Indentured servitude - it's the American way

for me, the worst part of coming back to the united states is seeing how people are so completely enslaved by the consumer economy... this alternet article skirts around the edges of the real issue, but then wusses out...
For new college graduates and people out of school for only a few years, financial worries are enormous. Home prices, even if they are starting to fall, remain very high relative to ordinary incomes, and higher mortgage rates are no balm to money worries either. All Americans carry more debt on average than in the past but the increase for young people is most striking since young workers generally earn the least. Between college loans and car loans, people in their 20s are amazingly burdened financially compared to earlier generations, especially compared to my own generation of late-stage baby-boomer.

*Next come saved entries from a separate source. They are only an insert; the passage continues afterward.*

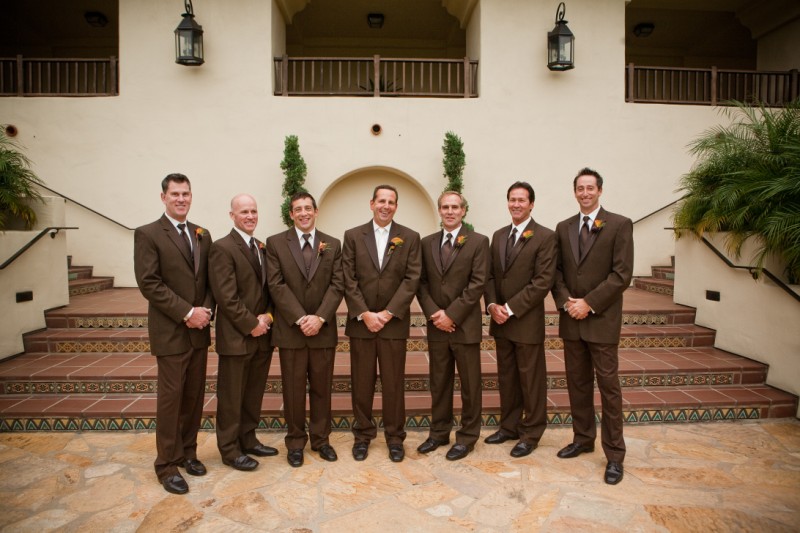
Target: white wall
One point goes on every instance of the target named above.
(221, 125)
(753, 318)
(41, 269)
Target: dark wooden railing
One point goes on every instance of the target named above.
(23, 76)
(355, 76)
(711, 86)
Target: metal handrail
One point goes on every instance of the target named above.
(120, 224)
(52, 230)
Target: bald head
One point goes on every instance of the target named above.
(244, 213)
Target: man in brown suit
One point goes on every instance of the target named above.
(304, 272)
(521, 275)
(381, 264)
(595, 266)
(170, 259)
(237, 273)
(455, 264)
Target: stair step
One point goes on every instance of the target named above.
(86, 286)
(122, 373)
(137, 411)
(654, 285)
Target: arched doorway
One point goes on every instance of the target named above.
(346, 202)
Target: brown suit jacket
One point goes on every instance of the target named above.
(368, 288)
(240, 288)
(600, 279)
(172, 283)
(456, 287)
(296, 296)
(523, 284)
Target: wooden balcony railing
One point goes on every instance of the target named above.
(711, 86)
(355, 76)
(59, 76)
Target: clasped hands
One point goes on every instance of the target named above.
(577, 308)
(264, 323)
(376, 321)
(201, 317)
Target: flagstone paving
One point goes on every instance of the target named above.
(721, 476)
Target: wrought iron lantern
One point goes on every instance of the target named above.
(189, 39)
(560, 43)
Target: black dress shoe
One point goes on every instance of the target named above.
(327, 452)
(261, 450)
(573, 450)
(396, 452)
(360, 451)
(521, 449)
(498, 437)
(458, 451)
(243, 463)
(613, 473)
(295, 458)
(175, 484)
(430, 444)
(194, 467)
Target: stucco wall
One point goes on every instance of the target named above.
(753, 318)
(221, 125)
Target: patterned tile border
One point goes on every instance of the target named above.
(343, 384)
(278, 423)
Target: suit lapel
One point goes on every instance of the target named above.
(294, 246)
(521, 241)
(174, 236)
(245, 249)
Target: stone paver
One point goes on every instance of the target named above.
(723, 476)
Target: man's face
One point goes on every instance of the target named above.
(519, 205)
(177, 200)
(303, 214)
(451, 211)
(587, 193)
(244, 214)
(383, 207)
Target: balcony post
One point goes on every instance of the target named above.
(714, 80)
(112, 64)
(20, 76)
(631, 75)
(285, 75)
(376, 76)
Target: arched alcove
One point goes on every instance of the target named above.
(345, 204)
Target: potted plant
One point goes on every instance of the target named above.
(17, 186)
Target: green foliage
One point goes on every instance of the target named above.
(454, 162)
(294, 168)
(747, 182)
(17, 184)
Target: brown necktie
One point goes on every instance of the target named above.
(308, 253)
(447, 249)
(510, 245)
(185, 239)
(583, 243)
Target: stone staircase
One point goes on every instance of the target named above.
(91, 368)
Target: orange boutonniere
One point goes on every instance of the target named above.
(397, 242)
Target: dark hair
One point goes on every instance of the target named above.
(388, 188)
(301, 195)
(522, 185)
(175, 177)
(586, 171)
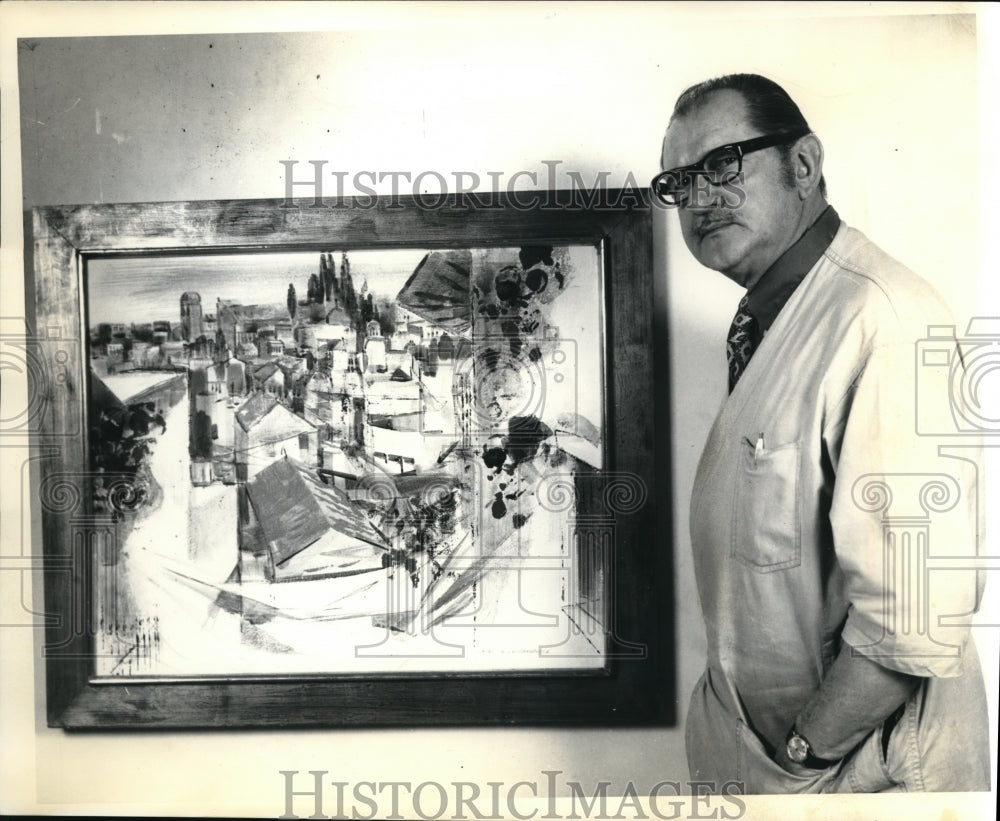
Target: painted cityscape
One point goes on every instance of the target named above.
(347, 462)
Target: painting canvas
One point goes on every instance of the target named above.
(347, 461)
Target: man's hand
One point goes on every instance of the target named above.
(856, 696)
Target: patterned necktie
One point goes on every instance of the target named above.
(743, 339)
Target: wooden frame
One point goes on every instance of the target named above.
(636, 685)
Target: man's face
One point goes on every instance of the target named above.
(742, 242)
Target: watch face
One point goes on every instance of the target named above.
(798, 749)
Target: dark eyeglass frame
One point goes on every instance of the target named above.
(682, 176)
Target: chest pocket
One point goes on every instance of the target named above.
(766, 525)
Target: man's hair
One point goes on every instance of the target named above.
(770, 109)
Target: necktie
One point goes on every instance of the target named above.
(743, 339)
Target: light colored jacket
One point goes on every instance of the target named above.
(838, 485)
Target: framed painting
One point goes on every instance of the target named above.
(356, 463)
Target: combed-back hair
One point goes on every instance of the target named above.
(770, 108)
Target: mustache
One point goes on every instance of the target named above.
(710, 223)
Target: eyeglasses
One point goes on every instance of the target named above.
(718, 166)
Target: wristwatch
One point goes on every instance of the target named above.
(800, 752)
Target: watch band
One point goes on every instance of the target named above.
(800, 751)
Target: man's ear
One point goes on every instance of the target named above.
(806, 157)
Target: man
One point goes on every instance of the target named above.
(829, 667)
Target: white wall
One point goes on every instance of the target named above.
(459, 88)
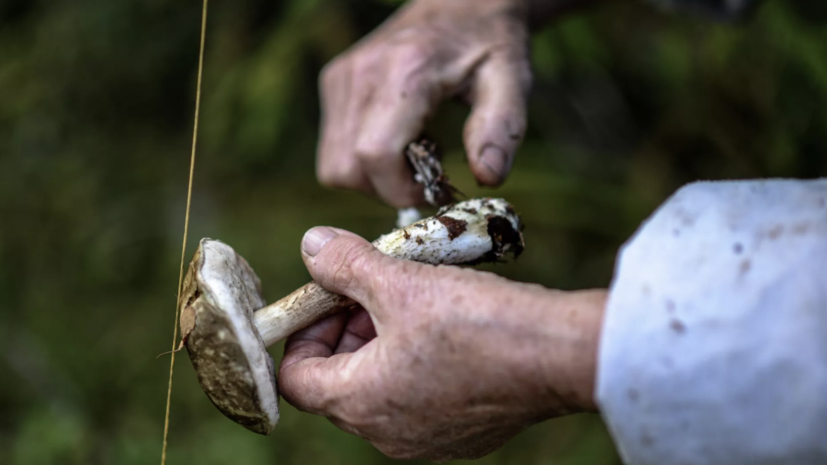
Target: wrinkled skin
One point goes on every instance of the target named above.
(377, 96)
(438, 362)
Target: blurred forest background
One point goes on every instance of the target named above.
(96, 101)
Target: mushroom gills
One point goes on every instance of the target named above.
(227, 328)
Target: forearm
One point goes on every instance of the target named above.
(552, 336)
(574, 320)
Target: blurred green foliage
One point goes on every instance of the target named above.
(96, 105)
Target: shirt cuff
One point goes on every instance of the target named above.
(714, 345)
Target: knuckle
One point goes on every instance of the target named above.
(373, 150)
(366, 63)
(351, 263)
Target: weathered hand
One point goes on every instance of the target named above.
(377, 96)
(440, 362)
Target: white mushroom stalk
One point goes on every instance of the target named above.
(226, 327)
(469, 232)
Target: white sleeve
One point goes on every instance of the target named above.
(714, 346)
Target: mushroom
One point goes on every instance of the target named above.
(227, 328)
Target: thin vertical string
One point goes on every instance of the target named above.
(186, 225)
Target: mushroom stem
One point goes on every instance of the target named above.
(303, 307)
(469, 232)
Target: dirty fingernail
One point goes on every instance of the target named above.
(495, 160)
(316, 238)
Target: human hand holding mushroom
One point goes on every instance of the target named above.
(438, 362)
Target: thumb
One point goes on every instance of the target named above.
(497, 122)
(346, 264)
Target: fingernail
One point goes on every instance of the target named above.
(495, 160)
(316, 238)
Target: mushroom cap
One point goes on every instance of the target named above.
(221, 292)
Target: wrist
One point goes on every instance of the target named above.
(573, 321)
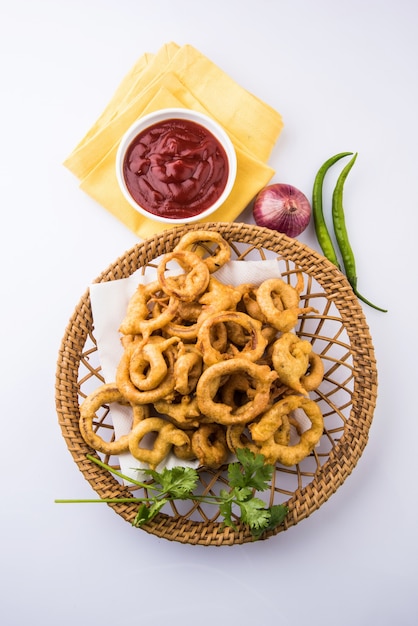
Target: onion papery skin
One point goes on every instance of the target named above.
(283, 208)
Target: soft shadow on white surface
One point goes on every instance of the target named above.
(343, 77)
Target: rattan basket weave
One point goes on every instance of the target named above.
(347, 395)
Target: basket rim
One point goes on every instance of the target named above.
(342, 459)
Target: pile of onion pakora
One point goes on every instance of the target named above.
(209, 368)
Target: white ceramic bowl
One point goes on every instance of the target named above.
(183, 114)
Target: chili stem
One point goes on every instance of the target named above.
(321, 229)
(341, 234)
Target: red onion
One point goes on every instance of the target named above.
(283, 208)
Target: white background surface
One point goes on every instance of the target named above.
(343, 75)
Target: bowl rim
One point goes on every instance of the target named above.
(160, 115)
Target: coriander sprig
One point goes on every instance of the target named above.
(246, 476)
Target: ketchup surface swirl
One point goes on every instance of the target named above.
(175, 169)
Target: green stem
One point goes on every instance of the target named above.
(123, 476)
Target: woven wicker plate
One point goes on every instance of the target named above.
(347, 395)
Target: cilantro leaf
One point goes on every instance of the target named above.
(225, 509)
(178, 482)
(254, 513)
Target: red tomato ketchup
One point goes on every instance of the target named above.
(175, 168)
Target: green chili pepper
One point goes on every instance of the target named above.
(321, 229)
(341, 234)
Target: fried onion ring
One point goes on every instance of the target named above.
(264, 431)
(187, 369)
(216, 260)
(189, 285)
(167, 436)
(183, 413)
(290, 358)
(131, 392)
(139, 319)
(211, 380)
(148, 367)
(103, 395)
(253, 348)
(282, 313)
(209, 445)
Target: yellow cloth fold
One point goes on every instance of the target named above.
(177, 77)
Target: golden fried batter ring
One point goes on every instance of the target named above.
(131, 392)
(211, 380)
(216, 260)
(218, 297)
(252, 350)
(281, 313)
(237, 438)
(139, 319)
(189, 285)
(103, 395)
(263, 432)
(167, 436)
(187, 369)
(148, 367)
(183, 413)
(209, 445)
(185, 452)
(290, 358)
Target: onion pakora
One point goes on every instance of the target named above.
(208, 368)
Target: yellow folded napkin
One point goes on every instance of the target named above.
(177, 77)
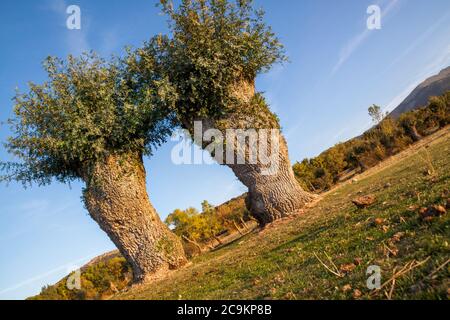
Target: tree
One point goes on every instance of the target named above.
(92, 122)
(376, 113)
(216, 50)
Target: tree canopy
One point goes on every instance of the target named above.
(213, 44)
(88, 108)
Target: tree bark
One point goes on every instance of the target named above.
(413, 133)
(116, 198)
(271, 196)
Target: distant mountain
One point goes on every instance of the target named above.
(434, 86)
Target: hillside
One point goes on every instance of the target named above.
(433, 86)
(282, 261)
(324, 253)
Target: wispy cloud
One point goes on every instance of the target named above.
(358, 40)
(441, 61)
(63, 268)
(76, 40)
(419, 40)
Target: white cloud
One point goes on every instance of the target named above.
(75, 40)
(354, 43)
(60, 269)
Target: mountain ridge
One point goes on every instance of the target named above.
(432, 86)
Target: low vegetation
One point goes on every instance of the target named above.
(325, 253)
(388, 137)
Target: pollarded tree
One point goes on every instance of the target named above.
(90, 121)
(215, 51)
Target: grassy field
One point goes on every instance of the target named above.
(325, 252)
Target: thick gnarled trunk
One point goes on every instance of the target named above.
(117, 200)
(272, 194)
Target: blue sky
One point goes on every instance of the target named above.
(338, 69)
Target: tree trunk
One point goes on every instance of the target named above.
(273, 194)
(413, 133)
(116, 198)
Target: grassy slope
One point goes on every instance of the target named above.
(280, 263)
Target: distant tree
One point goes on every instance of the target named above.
(408, 122)
(90, 121)
(215, 51)
(376, 114)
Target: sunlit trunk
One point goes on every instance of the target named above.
(117, 200)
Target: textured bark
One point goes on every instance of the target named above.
(273, 196)
(413, 133)
(117, 200)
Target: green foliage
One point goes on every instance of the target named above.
(387, 138)
(87, 109)
(375, 113)
(207, 225)
(214, 44)
(281, 261)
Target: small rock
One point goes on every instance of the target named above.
(364, 201)
(347, 288)
(357, 293)
(397, 237)
(427, 214)
(347, 268)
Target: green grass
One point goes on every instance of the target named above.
(280, 262)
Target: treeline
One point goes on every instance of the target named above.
(203, 230)
(388, 137)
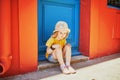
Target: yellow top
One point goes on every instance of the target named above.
(52, 41)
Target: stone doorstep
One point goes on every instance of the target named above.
(45, 64)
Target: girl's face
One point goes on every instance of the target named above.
(61, 35)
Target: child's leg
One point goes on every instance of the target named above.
(67, 53)
(57, 54)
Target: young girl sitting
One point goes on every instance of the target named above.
(58, 50)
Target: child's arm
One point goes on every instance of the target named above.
(49, 50)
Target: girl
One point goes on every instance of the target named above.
(57, 48)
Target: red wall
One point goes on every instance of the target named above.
(20, 17)
(103, 25)
(99, 31)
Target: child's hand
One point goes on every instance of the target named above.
(56, 46)
(49, 50)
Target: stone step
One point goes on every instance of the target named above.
(45, 64)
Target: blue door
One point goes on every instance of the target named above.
(51, 11)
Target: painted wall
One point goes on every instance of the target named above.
(18, 27)
(100, 24)
(99, 33)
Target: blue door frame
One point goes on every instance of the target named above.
(51, 11)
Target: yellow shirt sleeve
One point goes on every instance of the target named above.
(49, 42)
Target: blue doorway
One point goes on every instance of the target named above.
(51, 11)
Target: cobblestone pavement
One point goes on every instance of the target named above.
(104, 68)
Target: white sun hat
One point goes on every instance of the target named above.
(60, 26)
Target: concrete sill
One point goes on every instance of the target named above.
(45, 64)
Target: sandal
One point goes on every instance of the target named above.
(71, 70)
(65, 70)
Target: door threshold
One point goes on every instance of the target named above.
(75, 59)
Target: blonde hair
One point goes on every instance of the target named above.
(55, 34)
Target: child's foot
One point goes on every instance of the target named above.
(71, 69)
(65, 70)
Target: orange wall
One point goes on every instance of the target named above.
(21, 17)
(104, 37)
(28, 35)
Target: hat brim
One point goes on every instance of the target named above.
(68, 30)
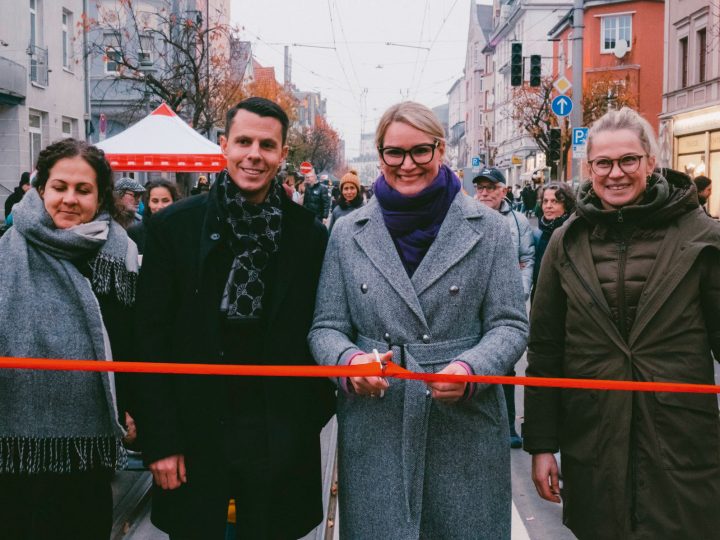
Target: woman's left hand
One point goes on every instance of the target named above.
(449, 391)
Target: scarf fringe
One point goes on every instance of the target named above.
(109, 272)
(35, 455)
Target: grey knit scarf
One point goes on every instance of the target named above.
(59, 421)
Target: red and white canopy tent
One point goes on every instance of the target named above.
(162, 141)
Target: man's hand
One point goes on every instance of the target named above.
(169, 472)
(545, 477)
(369, 386)
(449, 391)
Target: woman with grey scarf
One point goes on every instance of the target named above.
(67, 284)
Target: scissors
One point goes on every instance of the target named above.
(383, 365)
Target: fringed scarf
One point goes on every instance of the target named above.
(255, 238)
(57, 421)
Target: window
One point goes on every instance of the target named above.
(66, 38)
(33, 23)
(702, 54)
(613, 29)
(683, 62)
(112, 60)
(67, 126)
(35, 130)
(145, 52)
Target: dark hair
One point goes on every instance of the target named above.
(174, 194)
(261, 107)
(93, 156)
(702, 182)
(564, 194)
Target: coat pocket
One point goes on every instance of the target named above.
(580, 425)
(688, 429)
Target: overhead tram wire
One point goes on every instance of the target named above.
(417, 55)
(324, 78)
(342, 66)
(442, 25)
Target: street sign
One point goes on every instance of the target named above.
(561, 105)
(562, 85)
(579, 136)
(579, 142)
(306, 167)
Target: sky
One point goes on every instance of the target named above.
(339, 48)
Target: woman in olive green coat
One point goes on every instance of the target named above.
(629, 289)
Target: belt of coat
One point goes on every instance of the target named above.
(419, 357)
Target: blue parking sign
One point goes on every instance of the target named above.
(579, 136)
(561, 105)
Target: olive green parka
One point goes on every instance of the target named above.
(634, 465)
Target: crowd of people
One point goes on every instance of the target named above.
(267, 266)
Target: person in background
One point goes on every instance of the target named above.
(17, 195)
(316, 197)
(203, 186)
(529, 198)
(704, 188)
(67, 287)
(230, 278)
(128, 193)
(558, 203)
(629, 290)
(350, 197)
(421, 275)
(158, 194)
(491, 188)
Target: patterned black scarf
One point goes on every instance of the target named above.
(255, 238)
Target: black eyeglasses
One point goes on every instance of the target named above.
(421, 154)
(628, 164)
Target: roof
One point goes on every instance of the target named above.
(162, 141)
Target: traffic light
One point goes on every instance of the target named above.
(554, 146)
(535, 69)
(516, 74)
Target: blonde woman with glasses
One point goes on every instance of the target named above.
(629, 289)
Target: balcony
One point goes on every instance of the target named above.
(38, 65)
(12, 82)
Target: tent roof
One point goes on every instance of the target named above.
(162, 141)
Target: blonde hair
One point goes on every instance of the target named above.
(414, 115)
(629, 119)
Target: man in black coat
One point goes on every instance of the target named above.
(230, 277)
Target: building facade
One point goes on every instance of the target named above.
(526, 22)
(690, 120)
(478, 85)
(42, 82)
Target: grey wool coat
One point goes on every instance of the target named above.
(411, 467)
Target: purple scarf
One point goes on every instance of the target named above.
(414, 221)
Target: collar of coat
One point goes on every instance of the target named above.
(463, 227)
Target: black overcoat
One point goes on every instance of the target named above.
(186, 263)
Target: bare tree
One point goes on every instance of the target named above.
(534, 116)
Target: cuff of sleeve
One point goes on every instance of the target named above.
(346, 360)
(470, 388)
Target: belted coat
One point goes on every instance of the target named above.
(411, 467)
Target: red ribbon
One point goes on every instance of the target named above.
(373, 369)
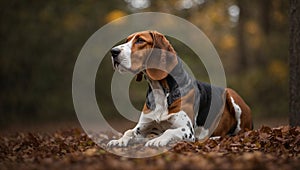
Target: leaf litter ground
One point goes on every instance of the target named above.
(265, 148)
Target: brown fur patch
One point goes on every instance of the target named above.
(228, 119)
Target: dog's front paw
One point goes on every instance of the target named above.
(120, 142)
(157, 142)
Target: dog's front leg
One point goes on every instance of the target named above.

it ain't just young people fresh out of school, although i am watching my daughter struggling with all the above... my son and his wife, in their mid-30s, both holding good jobs with a very respectable combined income, are carrying a debt burden that i find positively staggering, and probably won't see daylight for at least 30 more years...
Americans get ensnared in a web of debt spun by a "credit industrial complex" that almost seems to function like a conspiracy to drive people into financial servitude.

look, let's get really, really real... it "almost seems to function like a conspiracy" because that's exactly what it is... if you're burdened by huge debt, what other choice do you have but to keep working to pay it off, supporting the same system that put you in that dilemma in the first place... this article's author, however, seems to reveal the depth of his own "consumer society" brainwashing, because he just can't resist extolling the virtues of materialism...
Americans get to their live their dreams in way few can in some other countries.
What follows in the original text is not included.